As we increasingly recognise the importance of data based decisions, Machine Learning and AI, we decided to survey to a population of Data Science professionals in order to produce a report to help aspiring Data Scientists make sure they pick up the right skills and experiences to excel in their chosen profession. The survey was distributed in May and we now intend to produce a report to share the findings.
The responses have led to a number of interesting finds, which I thought I would share in advance of the full report being developed.
A newer / younger profession:
In comparison with Wade Macdonald’s other specialisms, Data Science is very much in its infancy and this is reflected in the age of those that responded to us. Of the 100+ respondents, 48% were under the age of 34, with only 22% above the age of 45. 55% of those responding had under 5 years’ commercial experience and only 25% above 10 years. However, age was not a defining factor to the seniority of Data Science professionals, with 35% of the total pool working within Senior Positions.
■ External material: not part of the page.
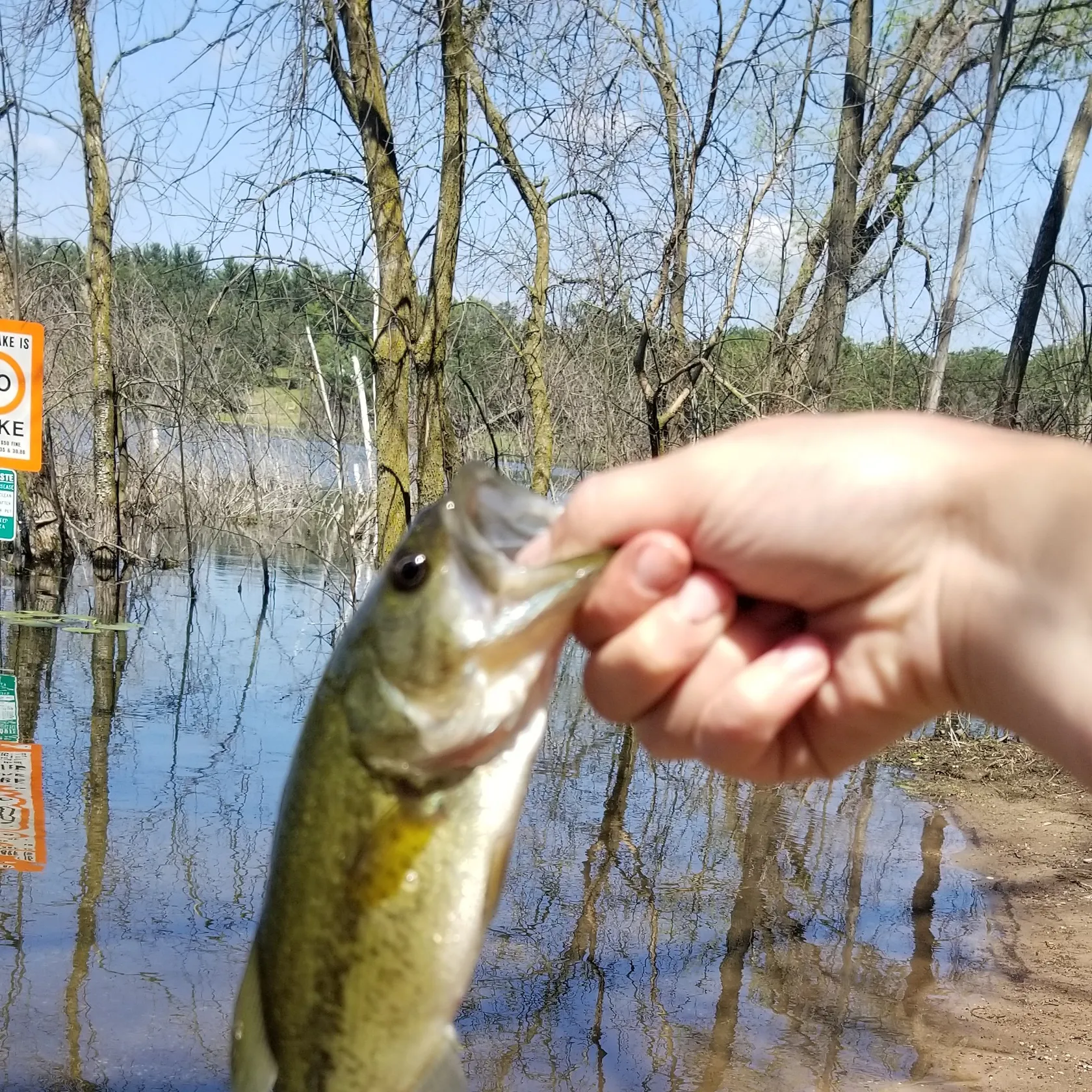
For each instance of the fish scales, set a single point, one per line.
(401, 806)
As a newer profession, we are able to conclude that people are able to progress quickly if they demonstrate the skills required.
Barrier to entry:
It would appear that there are some barriers to entry to the profession. I think it is fair to conclude that not gaining a degree would make it hard to get a job in Data Science. Only 4% of those that responded to us did not have any form of degree and remarkably just over a third of people had achieved at least a masters. 20% had a PHD.
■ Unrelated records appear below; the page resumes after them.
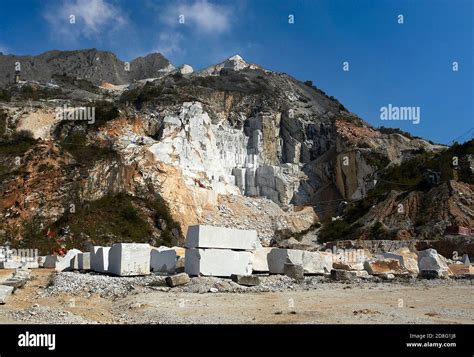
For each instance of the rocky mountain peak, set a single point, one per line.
(235, 63)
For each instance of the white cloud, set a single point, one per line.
(92, 18)
(201, 15)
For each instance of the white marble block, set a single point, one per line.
(100, 259)
(217, 262)
(84, 261)
(163, 260)
(260, 259)
(50, 261)
(129, 259)
(312, 262)
(65, 262)
(202, 236)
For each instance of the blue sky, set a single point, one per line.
(407, 64)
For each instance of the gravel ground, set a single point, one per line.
(96, 298)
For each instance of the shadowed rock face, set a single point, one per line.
(91, 64)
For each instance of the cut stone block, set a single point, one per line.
(218, 262)
(246, 280)
(10, 264)
(74, 265)
(465, 259)
(180, 251)
(129, 259)
(407, 259)
(178, 279)
(163, 260)
(30, 265)
(22, 273)
(15, 283)
(348, 266)
(202, 236)
(260, 259)
(65, 262)
(84, 261)
(5, 292)
(461, 269)
(100, 259)
(278, 257)
(383, 266)
(431, 264)
(312, 262)
(50, 261)
(41, 261)
(347, 275)
(317, 262)
(294, 271)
The most common degrees were within either Computer Science or Statistics / Mathematics. Less than 10% of people responding had a degree that was not Science / Engineering based.
Languages / libraries most commonly used:
The most common programming languages used were SQL (59%) and Python (54%). R (28%), Matlab (17%) and C/C++ (16%) were also commonly used. When asked if Data Scientists would recommend just one language to use, it was Python at a huge 66%. This fits in well with what we see in the market where around 80% of the roles we have registered over the past 6 months have required competency in Python.
In terms of the Machine Learning Libraries most commonly used, there were again 2 clear favourites. Scikit-Learn was the most commonly used at 35% with Tensorflow just behind at 32%. Fewer used libraries were Keras, RandomForest and Pytorch, which were all used by around 15% of the respondents.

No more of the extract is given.